The story of Jerry Johnston's active republicanism goes back to his roots in Ardyone from where, like so many others in the early 70s, he was forced to leave and seek a new home south of the border. Jerry and his wife Jean chose Monaghan and there raised their three children, John, Ciarán and Louise.

A plumber by trade, Jerry was an active trade unionist and was to the fore in developing community politics in his adopted town. A prominent figure in the Kilnacloy Residents Association, Jerry ensured that the local Sinn Féin team of councillors fully took on board the needs of such community groups. Jerry's distinctive accent and manner marked him out as special in the developing relationship between Sinn Féin and the ever growing support base within County Monaghan.

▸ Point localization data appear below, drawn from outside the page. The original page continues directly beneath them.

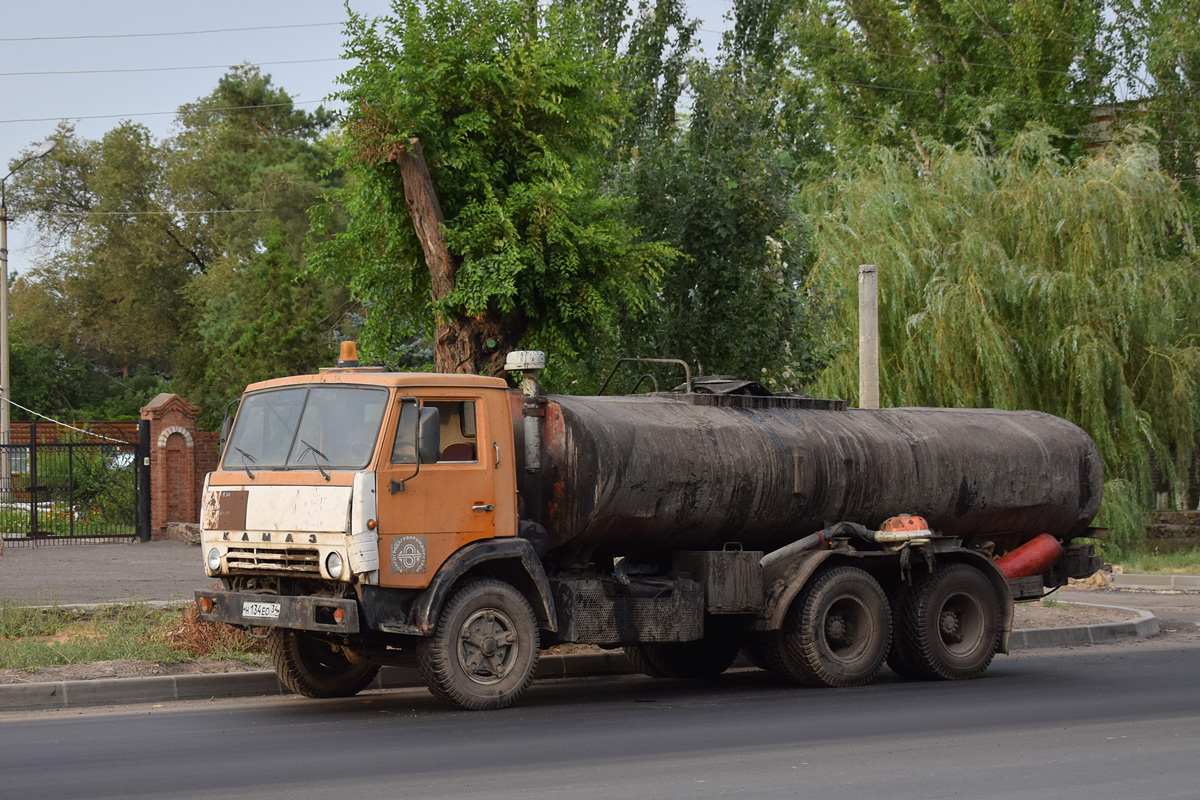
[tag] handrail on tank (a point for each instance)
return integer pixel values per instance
(687, 371)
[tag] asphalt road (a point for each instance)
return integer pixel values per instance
(1110, 721)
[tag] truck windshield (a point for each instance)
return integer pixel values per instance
(306, 427)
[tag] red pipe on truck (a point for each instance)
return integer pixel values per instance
(1035, 557)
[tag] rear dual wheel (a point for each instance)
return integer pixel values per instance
(835, 633)
(947, 626)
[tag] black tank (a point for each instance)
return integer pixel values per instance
(645, 475)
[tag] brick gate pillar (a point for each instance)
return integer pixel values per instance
(174, 495)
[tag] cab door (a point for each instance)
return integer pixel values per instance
(430, 510)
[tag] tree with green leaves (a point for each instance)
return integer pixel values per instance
(1158, 58)
(184, 258)
(719, 184)
(117, 254)
(913, 73)
(1027, 281)
(475, 137)
(244, 172)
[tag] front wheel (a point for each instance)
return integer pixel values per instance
(485, 649)
(316, 668)
(835, 633)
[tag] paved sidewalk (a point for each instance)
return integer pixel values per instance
(67, 575)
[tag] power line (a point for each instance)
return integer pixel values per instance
(65, 425)
(121, 116)
(203, 66)
(178, 32)
(159, 212)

Following Requiem Mass the funeral cortege was escorted to Latlurcan Cemetery by a Republican Guard of Honour. The graveside tribute was chaired by Monaghan Sinn Féin Councillor Owen Smyth. Wreaths were laid on behalf of the Constituency Office staff, the Monaghan town and Inniskeen SF cumainn and County Monaghan Comhairle Ceantair. The oration was delivered by Sinn Féin TD Caoimhghín O Caoláin.

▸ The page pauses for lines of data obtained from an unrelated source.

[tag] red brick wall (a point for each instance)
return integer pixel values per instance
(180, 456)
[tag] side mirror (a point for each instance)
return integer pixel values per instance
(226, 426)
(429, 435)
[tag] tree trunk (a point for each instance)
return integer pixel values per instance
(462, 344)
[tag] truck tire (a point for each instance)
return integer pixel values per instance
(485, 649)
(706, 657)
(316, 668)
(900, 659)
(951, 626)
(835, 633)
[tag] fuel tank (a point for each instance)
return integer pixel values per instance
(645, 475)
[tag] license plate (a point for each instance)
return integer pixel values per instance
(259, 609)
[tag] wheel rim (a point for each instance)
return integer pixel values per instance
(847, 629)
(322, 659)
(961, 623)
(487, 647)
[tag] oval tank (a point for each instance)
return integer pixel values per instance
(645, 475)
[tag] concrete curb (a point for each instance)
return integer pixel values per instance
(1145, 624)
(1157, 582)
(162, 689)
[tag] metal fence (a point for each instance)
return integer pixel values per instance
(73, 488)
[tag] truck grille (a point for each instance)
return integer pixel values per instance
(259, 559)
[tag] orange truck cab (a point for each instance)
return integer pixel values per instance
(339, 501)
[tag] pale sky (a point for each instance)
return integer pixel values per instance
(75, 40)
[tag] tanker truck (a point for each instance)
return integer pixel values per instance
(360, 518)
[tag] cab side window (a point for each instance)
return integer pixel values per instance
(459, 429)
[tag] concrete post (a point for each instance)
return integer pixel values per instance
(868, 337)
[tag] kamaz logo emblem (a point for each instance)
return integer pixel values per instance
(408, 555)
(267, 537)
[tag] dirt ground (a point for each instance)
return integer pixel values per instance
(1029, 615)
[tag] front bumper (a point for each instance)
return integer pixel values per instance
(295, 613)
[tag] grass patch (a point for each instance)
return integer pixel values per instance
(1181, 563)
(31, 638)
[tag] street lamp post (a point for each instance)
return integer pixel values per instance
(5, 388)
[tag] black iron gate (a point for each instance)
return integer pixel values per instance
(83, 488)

Deputy O Caoláin said Jerry held very strong but well thought-out views and while he could occasionally take an ``imaginative'' position on some issues he was invariably ``spot on'', especially on issues of justice, equality and the national rights of the Irish people.

``Jerry's decency and integrity were his hallmarks. His presence throughout all these years enhanced both the structures of our party and its growing acceptance to this border electorate. Jerry was a champion of the oppressed. He played his part in the development of our party's vision of an Ireland now apparently within our grasp. His abiding dream was of an Ireland without British interference; an Ireland free that offered its children and future generations the prospect of reaching their full and natural potential in their own land. He abhorred the scourge of emigration.

``Jerry has left his own special mark on all of us. On behalf of Sinn Féin and the entire republican family of which Jerry was a a full and proud member I offer sympathy to Jean, to John, Ciarán and Louise, to Jerry's brothers and sisters and family circle. I measc laochra na nGael go raibh a anam dílis.''


Mick Bannon



It was with great sorrow that the Republican Movement in South Down learned of the death of Mick Bannon.

Mick was a dedicated republican all his life. He was interned along with his brother Jimmy from 1940 to 1946, leaving his widowed mother to look after the farm. His door was always open to comrades on the run and it saddened him to hear of any of his comrades being captured by the enemy.

Mick was a great gaelic sportsman and he was one of the last remaining members of the 1929 Leitrim Fontenoys senior hurling championship side. He always took a great interest in gaelic games and would have revelled in the success of his local club this year.

Mick is buried in Leitrim graveyard under the shadow of the burnt-out remains of the local chapel. It was torched earlier this year as a result of the sectarian bigotry which Mick had spent all his life trying to end.